Enabling Early Prediction of Side Effects of Novel Lead Hypertension Drug Molecules Using Machine Learning
Round 1
Reviewer 1 Report
Comments and Suggestions for Authors
The reviewed paper addresses a very important and timely issue—the prediction of side effects of novel lead hypertension drug molecules. To solve this problem, the authors appropriately employ effective machine learning methods using well-known databases such as SIDER and ChEMBL. However, my main pretensions relate to the methodology used in conducting the QSAR studies:
- Unfortunately, the authors do not indicate the size of the training set used, nor do they mention a test set, which, most likely, was not used at all.
- In evaluating the performance of the classification QSAR models, important metrics such as recall, precision, and the Matthews correlation coefficient are not used. The out-of-bag procedure is not applied to assess the predictive power of the models, and there is no evaluation of the applicability domain for any of the QSAR models.

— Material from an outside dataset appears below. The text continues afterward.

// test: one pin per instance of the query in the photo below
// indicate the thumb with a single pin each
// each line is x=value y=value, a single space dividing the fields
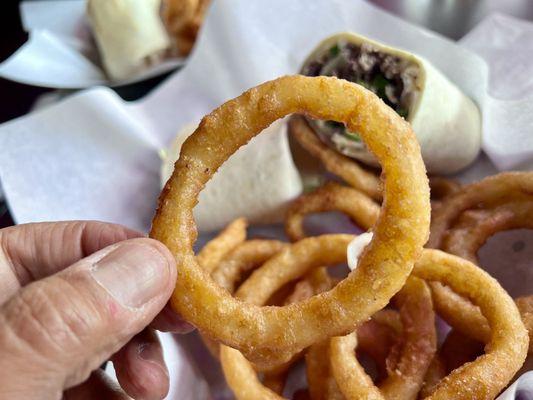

- The set of functional groups should reasonably be expanded to include the main types of heterocyclic systems.
- For model interpretation, the authors randomly select 50 molecules, then, for some unclear reason, divide them into five groups and select one molecule from each group. In my opinion, these manipulations are meaningless, especially given that the predictive power of the QSAR models has not been demonstrated.
Thus, the studies require substantial improvements. In its current form, the manuscript is not suitable for publication.
Author Response
Comment 1: Unfortunately, the authors do not indicate the size of the training set used, nor do they mention a test set, which, most likely, was not used at all.
Response 1: In response, we have explicitly stated in Section 2, subsection 2.2, that we used a dataset comprising 726 drug molecules as detailed explicitly in the original dataset file. This dataset was split explicitly into 70% training (508 samples) and 30% test set (218 samples) using stratified sampling
Comment 2: In evaluating the performance of the classification QSAR models, important metrics such as recall, precision, and the Matthews correlation coefficient are not used. The out-of-bag procedure is not applied to assess the predictive power of the models, and there is no evaluation of the applicability domain for any of the QSAR models.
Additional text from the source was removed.